Meituan quarterly profit
Published on: Aug 27, 2019

Shares in Meituan Dianping surged the most in five months, hitting the highest price since its initial public offering after the Chinese internet giant posted its first quarterly profit last week. The stock jumped 8.9% to close at HK$76.20 on Monday in Hong Kong, becoming the second biggest gainer on the MSCI China Index. Meituan went public at HK$69 a share in September 2018 and has spent most of the intervening months below that level. Meituan recorded a net income of 877.4 million yuan ($124 million) compared with the 1.57 billion yuan loss analysts projected on average, after it grabbed market share from rivals like Alibaba Group Holding Ltd. in food delivery.
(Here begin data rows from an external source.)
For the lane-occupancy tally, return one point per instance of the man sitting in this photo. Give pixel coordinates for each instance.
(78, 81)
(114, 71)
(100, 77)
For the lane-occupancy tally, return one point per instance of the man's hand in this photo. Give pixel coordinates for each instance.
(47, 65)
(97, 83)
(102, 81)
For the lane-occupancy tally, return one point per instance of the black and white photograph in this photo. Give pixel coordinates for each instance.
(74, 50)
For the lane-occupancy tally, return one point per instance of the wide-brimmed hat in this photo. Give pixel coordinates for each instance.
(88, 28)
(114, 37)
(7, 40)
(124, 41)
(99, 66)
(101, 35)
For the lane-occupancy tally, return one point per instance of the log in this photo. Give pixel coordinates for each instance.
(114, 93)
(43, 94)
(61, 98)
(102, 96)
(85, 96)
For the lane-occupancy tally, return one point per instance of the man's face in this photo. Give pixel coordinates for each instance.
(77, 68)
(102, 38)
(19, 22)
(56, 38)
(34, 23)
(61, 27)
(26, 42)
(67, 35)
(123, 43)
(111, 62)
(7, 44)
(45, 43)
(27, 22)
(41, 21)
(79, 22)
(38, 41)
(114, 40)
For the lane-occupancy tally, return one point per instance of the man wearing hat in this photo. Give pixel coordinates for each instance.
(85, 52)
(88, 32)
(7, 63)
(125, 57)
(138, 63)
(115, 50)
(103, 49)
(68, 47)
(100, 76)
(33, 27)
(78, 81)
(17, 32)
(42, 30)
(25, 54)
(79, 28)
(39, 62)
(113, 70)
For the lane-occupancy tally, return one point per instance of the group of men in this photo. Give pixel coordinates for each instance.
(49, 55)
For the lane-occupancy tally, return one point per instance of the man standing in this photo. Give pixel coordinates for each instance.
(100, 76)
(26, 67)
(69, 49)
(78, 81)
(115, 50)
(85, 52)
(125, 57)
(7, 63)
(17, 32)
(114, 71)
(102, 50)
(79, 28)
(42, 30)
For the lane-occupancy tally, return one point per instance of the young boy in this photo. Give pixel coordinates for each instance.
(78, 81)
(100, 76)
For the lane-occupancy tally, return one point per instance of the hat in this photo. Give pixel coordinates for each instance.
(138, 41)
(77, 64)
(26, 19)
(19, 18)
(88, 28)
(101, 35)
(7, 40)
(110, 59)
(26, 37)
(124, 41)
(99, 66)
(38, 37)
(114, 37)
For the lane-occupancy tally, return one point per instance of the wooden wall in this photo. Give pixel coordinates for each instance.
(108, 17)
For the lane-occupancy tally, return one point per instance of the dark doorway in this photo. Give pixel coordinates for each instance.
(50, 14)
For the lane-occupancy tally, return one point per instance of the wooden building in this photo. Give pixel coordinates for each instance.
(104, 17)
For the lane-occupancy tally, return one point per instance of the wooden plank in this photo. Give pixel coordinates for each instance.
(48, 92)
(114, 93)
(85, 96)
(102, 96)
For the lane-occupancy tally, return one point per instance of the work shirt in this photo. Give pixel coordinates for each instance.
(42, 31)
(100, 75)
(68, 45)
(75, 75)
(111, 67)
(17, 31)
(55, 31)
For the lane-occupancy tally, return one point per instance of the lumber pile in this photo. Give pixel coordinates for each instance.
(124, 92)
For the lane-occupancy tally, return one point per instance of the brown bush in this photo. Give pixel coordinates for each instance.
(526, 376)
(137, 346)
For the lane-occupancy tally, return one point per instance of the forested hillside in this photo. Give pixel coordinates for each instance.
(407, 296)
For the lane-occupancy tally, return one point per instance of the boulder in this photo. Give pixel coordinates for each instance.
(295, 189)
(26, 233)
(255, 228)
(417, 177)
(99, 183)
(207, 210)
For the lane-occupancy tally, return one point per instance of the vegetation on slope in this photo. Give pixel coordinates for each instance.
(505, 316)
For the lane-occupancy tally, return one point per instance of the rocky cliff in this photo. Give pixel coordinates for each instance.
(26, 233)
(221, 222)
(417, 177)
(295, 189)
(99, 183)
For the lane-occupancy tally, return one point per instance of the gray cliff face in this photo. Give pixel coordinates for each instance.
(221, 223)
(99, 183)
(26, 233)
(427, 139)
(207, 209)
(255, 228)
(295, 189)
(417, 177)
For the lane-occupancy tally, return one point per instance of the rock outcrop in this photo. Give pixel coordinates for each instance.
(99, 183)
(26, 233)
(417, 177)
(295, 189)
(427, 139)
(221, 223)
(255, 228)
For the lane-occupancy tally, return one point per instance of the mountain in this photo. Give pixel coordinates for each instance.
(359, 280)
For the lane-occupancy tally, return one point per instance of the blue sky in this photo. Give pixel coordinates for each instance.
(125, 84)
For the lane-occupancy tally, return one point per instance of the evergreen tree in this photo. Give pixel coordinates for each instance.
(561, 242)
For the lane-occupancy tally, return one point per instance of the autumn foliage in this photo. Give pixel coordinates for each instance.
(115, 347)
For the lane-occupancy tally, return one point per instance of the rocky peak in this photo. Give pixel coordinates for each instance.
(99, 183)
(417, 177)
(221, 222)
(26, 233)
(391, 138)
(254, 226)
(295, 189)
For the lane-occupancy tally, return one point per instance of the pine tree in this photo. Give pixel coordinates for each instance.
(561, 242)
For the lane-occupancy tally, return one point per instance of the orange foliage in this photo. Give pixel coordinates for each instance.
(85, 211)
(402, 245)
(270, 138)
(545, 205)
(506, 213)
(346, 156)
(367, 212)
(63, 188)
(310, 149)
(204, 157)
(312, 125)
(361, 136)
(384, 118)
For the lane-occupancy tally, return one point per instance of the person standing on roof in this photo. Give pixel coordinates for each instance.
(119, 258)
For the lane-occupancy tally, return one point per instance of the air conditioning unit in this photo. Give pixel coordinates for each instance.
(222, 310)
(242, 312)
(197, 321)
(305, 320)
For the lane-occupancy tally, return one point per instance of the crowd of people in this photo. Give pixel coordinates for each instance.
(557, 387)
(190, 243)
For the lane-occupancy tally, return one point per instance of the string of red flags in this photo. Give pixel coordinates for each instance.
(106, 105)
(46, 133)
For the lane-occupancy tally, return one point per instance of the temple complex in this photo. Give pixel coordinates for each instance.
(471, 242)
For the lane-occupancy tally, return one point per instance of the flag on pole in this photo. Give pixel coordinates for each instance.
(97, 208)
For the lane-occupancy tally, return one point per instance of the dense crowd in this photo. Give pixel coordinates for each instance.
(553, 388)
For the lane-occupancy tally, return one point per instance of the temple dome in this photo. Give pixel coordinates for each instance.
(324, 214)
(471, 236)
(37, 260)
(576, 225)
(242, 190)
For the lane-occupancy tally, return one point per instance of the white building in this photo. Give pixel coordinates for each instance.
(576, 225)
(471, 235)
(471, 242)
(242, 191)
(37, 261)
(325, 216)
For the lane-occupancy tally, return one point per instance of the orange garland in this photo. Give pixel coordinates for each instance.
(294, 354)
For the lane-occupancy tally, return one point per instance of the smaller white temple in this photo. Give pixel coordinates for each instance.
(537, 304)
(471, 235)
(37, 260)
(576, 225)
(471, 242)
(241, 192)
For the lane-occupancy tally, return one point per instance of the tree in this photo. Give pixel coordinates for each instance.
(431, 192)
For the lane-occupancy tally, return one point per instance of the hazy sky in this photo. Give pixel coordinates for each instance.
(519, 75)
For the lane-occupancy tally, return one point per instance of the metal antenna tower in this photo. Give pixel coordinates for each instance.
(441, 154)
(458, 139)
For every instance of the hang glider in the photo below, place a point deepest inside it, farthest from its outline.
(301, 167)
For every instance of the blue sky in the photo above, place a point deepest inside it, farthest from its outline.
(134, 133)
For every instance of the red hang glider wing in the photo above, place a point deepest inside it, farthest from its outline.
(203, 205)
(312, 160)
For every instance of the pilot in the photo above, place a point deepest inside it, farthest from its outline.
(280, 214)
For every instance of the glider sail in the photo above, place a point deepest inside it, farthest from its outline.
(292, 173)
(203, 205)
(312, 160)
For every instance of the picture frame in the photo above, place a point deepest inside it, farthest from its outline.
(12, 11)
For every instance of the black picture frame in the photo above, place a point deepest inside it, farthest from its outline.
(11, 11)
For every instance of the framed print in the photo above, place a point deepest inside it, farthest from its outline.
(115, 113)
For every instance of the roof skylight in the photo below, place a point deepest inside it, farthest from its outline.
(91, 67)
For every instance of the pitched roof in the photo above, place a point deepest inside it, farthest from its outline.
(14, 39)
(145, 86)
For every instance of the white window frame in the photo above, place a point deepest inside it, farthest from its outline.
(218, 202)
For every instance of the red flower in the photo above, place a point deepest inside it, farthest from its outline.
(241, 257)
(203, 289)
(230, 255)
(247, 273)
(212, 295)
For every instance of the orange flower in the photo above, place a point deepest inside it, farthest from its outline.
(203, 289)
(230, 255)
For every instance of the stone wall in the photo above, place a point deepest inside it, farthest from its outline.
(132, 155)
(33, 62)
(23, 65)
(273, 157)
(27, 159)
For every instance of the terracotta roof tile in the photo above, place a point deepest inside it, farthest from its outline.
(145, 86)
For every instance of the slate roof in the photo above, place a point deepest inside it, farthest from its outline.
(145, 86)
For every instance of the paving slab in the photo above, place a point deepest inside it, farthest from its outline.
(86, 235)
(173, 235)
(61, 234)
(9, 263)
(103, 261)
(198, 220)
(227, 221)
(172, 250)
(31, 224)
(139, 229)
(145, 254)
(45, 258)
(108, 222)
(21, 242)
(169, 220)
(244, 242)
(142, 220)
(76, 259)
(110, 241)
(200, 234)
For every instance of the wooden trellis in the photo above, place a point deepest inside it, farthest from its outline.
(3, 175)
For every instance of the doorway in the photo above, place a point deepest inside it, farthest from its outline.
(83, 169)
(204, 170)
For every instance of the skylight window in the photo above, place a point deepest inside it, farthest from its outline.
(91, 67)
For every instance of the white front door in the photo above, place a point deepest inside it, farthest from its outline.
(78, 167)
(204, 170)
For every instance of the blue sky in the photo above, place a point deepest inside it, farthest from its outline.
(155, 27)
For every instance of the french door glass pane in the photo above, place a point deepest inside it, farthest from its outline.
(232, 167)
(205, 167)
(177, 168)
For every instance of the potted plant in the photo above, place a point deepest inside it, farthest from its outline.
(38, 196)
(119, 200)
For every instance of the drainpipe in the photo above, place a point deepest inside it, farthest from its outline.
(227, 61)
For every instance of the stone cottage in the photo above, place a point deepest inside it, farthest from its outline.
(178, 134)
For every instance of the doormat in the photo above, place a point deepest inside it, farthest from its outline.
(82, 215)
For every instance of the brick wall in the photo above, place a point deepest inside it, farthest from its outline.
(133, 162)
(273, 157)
The company however got help from one-time investment gains, such as in wealth management products. Revenue rose 51% to 22.7 billion yuan, compared with the 21.9 billion yuan mean estimate. Hard-charging billionaire founder Wang Xing is waging a take-no-prisoners battle of subsidies with Alibaba for China’s $1.3 trillion online services industry, which includes food delivery. Meituan’s expenses have soared, though it’s trying to control costs by putting the brakes on investment in loss-making areas such as bike sharing and ride hailing. Advances made against Alibaba however have helped the company become China’s third largest publicly traded tech company. It’s overtaken search engine Baidu Inc. and e-commerce platform JD.com Inc. in capitalization after gaining 59% this year. Backed by WeChat-operator Tencent Holdings Ltd., Meituan could have gained another 2 percentage points of food-delivery market share versus its rivals, reaching 36% in the second quarter, according to Bernstein. “Food delivery business achieved positive adjusted operating profit due to favorable seasonality and improved economies of scale,” Jefferies analysts Thomas Chong and Ken Chong wrote. For now, Meituan is focusing on its bread-and-butter business of dining, expanding up the value chain to help restaurants manage their back-end systems. Longer-term, Wang envisions a super-app modeled on WeChat, extending a raft of everyday services to an increasingly wealthy populace. Here are a few highlights from its quarterly results:

  • Food delivery revenue rose 44%
  • In-store, hotel booking and travel business revenue rose 43%
  • Gross transaction volumes climbed 29% to 159.2 billion yuan
  • Annual active merchants grew 16% to 5.9 million in the year ended June 30
  • Company will continue to prioritize revenue over profit, and accelerate investment in marketing channels, allocate more resources to membership programs to increase active users.